When the Judge Needs Judging: LLM Evaluators Under Cross-Examination

The dashboard says the judge is fine. The document disagrees.

Judge is an easy word to trust. It suggests robes, procedure, and someone in the room who is supposed to be less confused than everyone else.

In AI evaluation, the word has become dangerously comfortable. Product teams now use LLMs to score summaries, rank chatbot answers, approve RAG outputs, compare model releases, and decide whether another model’s response is “good enough.” The attraction is obvious: human review is expensive, slow, and occasionally insists on context. An LLM judge is fast, scalable, and does not ask why the evaluation rubric was written five minutes before the sprint review.

The catch is not that LLM judges are useless. That would be too simple, and therefore emotionally satisfying. The sharper problem is that an LLM judge can look respectable on average while being unreliable on exactly the individual cases where the score is operationally used.

That is the mechanism explored in Diagnosing LLM Judge Reliability: Conformal Prediction Sets and Transitivity Violations, a paper by Manan Gupta and Dhruv Kumar.¹ The authors do not merely ask whether LLM judges correlate with humans overall. They ask a more business-relevant question: when an LLM judge gives this score, on this document, under this criterion, how much should we trust it?

That question matters because evaluation pipelines do not approve averages. They approve cases.

A benchmark table may say the judge is fine. A production system still has to decide whether this support answer can be sent, whether this summary can be published, whether this compliance response needs escalation, or whether this model release has actually improved. The paper’s central contribution is to show why the usual aggregate comfort can be misleading, then offer two diagnostic signals that can be used as a trust gate rather than as academic decoration.

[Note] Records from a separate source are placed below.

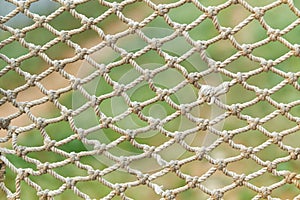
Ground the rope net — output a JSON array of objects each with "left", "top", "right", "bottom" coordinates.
[{"left": 0, "top": 0, "right": 300, "bottom": 199}]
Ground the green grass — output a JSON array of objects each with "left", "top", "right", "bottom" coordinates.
[{"left": 0, "top": 0, "right": 300, "bottom": 199}]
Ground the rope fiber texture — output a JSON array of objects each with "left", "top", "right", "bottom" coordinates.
[{"left": 0, "top": 0, "right": 300, "bottom": 199}]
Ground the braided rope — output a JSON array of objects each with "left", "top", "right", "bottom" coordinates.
[{"left": 0, "top": 0, "right": 300, "bottom": 199}]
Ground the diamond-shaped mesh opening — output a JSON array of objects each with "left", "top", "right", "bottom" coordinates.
[
  {"left": 218, "top": 4, "right": 251, "bottom": 28},
  {"left": 168, "top": 4, "right": 202, "bottom": 24},
  {"left": 234, "top": 19, "right": 267, "bottom": 44},
  {"left": 29, "top": 0, "right": 60, "bottom": 15},
  {"left": 0, "top": 0, "right": 299, "bottom": 199},
  {"left": 264, "top": 5, "right": 298, "bottom": 30}
]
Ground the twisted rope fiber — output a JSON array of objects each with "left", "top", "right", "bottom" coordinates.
[{"left": 0, "top": 0, "right": 300, "bottom": 199}]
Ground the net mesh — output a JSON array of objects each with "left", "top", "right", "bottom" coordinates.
[{"left": 0, "top": 0, "right": 300, "bottom": 199}]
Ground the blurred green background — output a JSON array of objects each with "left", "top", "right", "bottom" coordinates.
[{"left": 0, "top": 0, "right": 300, "bottom": 199}]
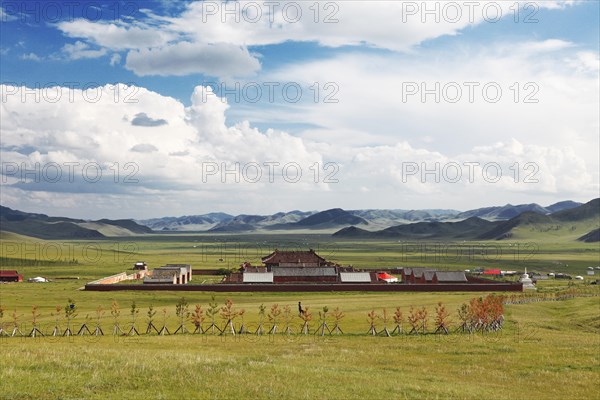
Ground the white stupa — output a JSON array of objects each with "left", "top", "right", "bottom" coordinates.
[{"left": 519, "top": 267, "right": 537, "bottom": 290}]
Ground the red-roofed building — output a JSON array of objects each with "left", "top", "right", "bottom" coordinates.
[
  {"left": 377, "top": 272, "right": 398, "bottom": 283},
  {"left": 262, "top": 249, "right": 327, "bottom": 270},
  {"left": 483, "top": 269, "right": 502, "bottom": 276},
  {"left": 0, "top": 270, "right": 23, "bottom": 282}
]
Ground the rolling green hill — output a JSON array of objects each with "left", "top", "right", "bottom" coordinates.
[
  {"left": 0, "top": 206, "right": 152, "bottom": 240},
  {"left": 333, "top": 199, "right": 600, "bottom": 241}
]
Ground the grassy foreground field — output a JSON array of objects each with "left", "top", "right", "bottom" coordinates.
[{"left": 0, "top": 235, "right": 600, "bottom": 399}]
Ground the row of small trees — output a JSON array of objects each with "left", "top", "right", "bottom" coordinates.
[
  {"left": 504, "top": 285, "right": 600, "bottom": 304},
  {"left": 0, "top": 295, "right": 504, "bottom": 337}
]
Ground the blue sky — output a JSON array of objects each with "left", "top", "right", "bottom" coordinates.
[{"left": 0, "top": 0, "right": 600, "bottom": 218}]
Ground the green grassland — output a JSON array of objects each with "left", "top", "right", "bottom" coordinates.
[{"left": 0, "top": 233, "right": 600, "bottom": 399}]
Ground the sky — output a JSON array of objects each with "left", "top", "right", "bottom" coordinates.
[{"left": 0, "top": 0, "right": 600, "bottom": 219}]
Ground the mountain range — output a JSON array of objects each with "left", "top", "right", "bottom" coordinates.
[
  {"left": 137, "top": 201, "right": 581, "bottom": 233},
  {"left": 0, "top": 206, "right": 152, "bottom": 239},
  {"left": 0, "top": 199, "right": 600, "bottom": 242},
  {"left": 333, "top": 199, "right": 600, "bottom": 242}
]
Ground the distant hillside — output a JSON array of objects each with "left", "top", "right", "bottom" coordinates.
[
  {"left": 479, "top": 199, "right": 600, "bottom": 240},
  {"left": 577, "top": 228, "right": 600, "bottom": 243},
  {"left": 137, "top": 213, "right": 233, "bottom": 231},
  {"left": 477, "top": 211, "right": 552, "bottom": 240},
  {"left": 545, "top": 200, "right": 583, "bottom": 213},
  {"left": 456, "top": 203, "right": 551, "bottom": 221},
  {"left": 333, "top": 217, "right": 498, "bottom": 240},
  {"left": 209, "top": 210, "right": 314, "bottom": 233},
  {"left": 552, "top": 198, "right": 600, "bottom": 222},
  {"left": 0, "top": 206, "right": 152, "bottom": 240},
  {"left": 333, "top": 199, "right": 600, "bottom": 241}
]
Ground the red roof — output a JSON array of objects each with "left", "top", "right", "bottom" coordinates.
[
  {"left": 483, "top": 269, "right": 502, "bottom": 275},
  {"left": 262, "top": 249, "right": 326, "bottom": 264}
]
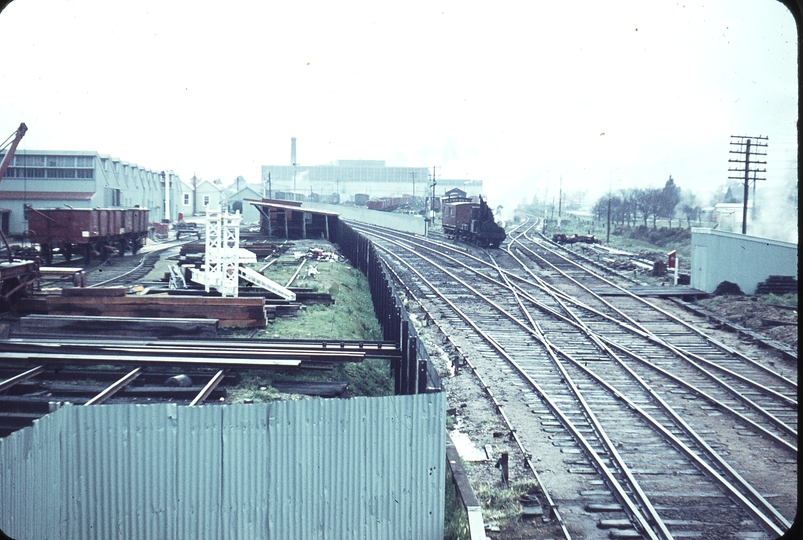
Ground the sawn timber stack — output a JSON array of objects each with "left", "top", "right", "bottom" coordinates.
[{"left": 19, "top": 295, "right": 267, "bottom": 328}]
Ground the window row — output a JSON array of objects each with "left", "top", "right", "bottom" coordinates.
[
  {"left": 13, "top": 154, "right": 95, "bottom": 168},
  {"left": 6, "top": 167, "right": 95, "bottom": 179}
]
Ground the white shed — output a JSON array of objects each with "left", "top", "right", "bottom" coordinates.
[{"left": 691, "top": 228, "right": 797, "bottom": 294}]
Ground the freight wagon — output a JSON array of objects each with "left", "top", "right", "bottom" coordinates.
[{"left": 28, "top": 208, "right": 149, "bottom": 265}]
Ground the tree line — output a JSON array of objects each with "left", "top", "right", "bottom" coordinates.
[{"left": 593, "top": 176, "right": 702, "bottom": 229}]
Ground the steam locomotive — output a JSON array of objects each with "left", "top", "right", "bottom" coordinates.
[{"left": 441, "top": 197, "right": 507, "bottom": 249}]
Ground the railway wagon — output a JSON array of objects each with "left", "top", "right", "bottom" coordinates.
[
  {"left": 441, "top": 197, "right": 507, "bottom": 249},
  {"left": 28, "top": 208, "right": 149, "bottom": 264}
]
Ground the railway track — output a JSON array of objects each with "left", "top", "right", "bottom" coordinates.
[{"left": 359, "top": 221, "right": 797, "bottom": 539}]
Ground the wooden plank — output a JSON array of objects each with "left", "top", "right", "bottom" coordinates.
[
  {"left": 19, "top": 315, "right": 219, "bottom": 339},
  {"left": 61, "top": 287, "right": 128, "bottom": 298}
]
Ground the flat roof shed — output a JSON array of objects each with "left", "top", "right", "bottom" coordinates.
[
  {"left": 691, "top": 228, "right": 798, "bottom": 294},
  {"left": 244, "top": 199, "right": 340, "bottom": 240}
]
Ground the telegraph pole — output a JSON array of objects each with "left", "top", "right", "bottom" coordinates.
[
  {"left": 430, "top": 165, "right": 438, "bottom": 224},
  {"left": 728, "top": 135, "right": 769, "bottom": 234}
]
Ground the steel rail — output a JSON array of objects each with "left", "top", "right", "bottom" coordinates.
[
  {"left": 354, "top": 221, "right": 797, "bottom": 394},
  {"left": 382, "top": 254, "right": 572, "bottom": 540},
  {"left": 84, "top": 367, "right": 142, "bottom": 406},
  {"left": 366, "top": 224, "right": 797, "bottom": 434},
  {"left": 378, "top": 242, "right": 671, "bottom": 540},
  {"left": 189, "top": 369, "right": 226, "bottom": 407},
  {"left": 511, "top": 237, "right": 797, "bottom": 437},
  {"left": 519, "top": 230, "right": 797, "bottom": 388},
  {"left": 502, "top": 235, "right": 797, "bottom": 452},
  {"left": 490, "top": 252, "right": 791, "bottom": 534},
  {"left": 0, "top": 366, "right": 45, "bottom": 392},
  {"left": 490, "top": 254, "right": 672, "bottom": 538},
  {"left": 380, "top": 230, "right": 796, "bottom": 530},
  {"left": 0, "top": 352, "right": 304, "bottom": 368},
  {"left": 0, "top": 337, "right": 401, "bottom": 356},
  {"left": 0, "top": 342, "right": 366, "bottom": 361}
]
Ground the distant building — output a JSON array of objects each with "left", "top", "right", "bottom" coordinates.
[
  {"left": 691, "top": 227, "right": 798, "bottom": 294},
  {"left": 262, "top": 160, "right": 482, "bottom": 202},
  {"left": 0, "top": 150, "right": 182, "bottom": 236},
  {"left": 226, "top": 185, "right": 262, "bottom": 223}
]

The real failure mode is masked heterogeneity

Most LLM-evaluation discussions still lean on aggregate agreement metrics: system-level Kendall correlation, Pearson correlation with human scores, average score differences, or leaderboard stability. These are useful metrics, but they compress the distribution of reliability into a single number.

Compression is convenient. It is also where bad news goes to become quiet.

The paper’s first diagnostic examines pairwise preferences. Suppose an LLM judge compares several summaries for the same source document. If it says summary A is better than B, B is better than C, and C is better than A, the judge has created a directed 3-cycle. In plain language: the judge has contradicted itself across comparisons.

That cycle is not merely a philosophical inconvenience. It means the judge’s implied ranking is unstable. If a business uses that ranking to select the “best” generated response, the chosen output may depend on comparison order, aggregation method, or sampling noise. Excellent. We have automated decisiveness without automating consistency.

The authors compute a per-document violation rate:

$$ \rho(x)=\frac{\text{number of directed 3-cycles for document }x}{\binom{n}{3}} $$

Here, $x$ is the input document and $n$ is the number of system outputs being compared. This is the important design choice: the diagnostic is not just “how inconsistent is the judge overall?” It is “which documents make the judge inconsistent?”

That distinction changes the interpretation. In the coherence test, aggregate violation rates across judges range only from 0.8% to 4.1%. A slide deck could present those values and everyone would nod, because below 5% feels reassuring. But the per-document view is much less polite: 33.3% to 50.0% of documents show at least one directed 3-cycle, and Mistral-Small reaches a worst-case per-document violation rate of 30.4%.

The aggregate number says, “mostly fine.” The right tail says, “some cases are a mess.”

Signal	What a manager might conclude too quickly	What the paper shows
Low aggregate transitivity violation rate	The judge is generally consistent	Many documents still trigger at least one inconsistency
Median per-document violation rate of zero	Most cases are safe	A minority of documents drives severe instability
Similar headline judge performance	Pick the best model and move on	Reliability depends heavily on the criterion being judged
High coverage from conformal prediction	The score is precise	Coverage can be achieved with wide, uninformative prediction sets

This is the paper’s first useful correction to common intuition. The relevant business question is not whether the average judge is embarrassing. It is whether the pipeline can identify the cases where the judge should not be trusted automatically.

Transitivity is a smoke alarm, not a repair tool

A natural reaction to inconsistent pairwise rankings is to repair them. The paper tests exactly that. It compares several ranking methods, including Win Rate, Bradley-Terry, Schulze, MFAS-Copeland, and exact MFAS-ILP. MFAS means Minimum Feedback Arc Set: a way to find a ranking by reversing or removing the smallest number of conflicting edges in a directed graph.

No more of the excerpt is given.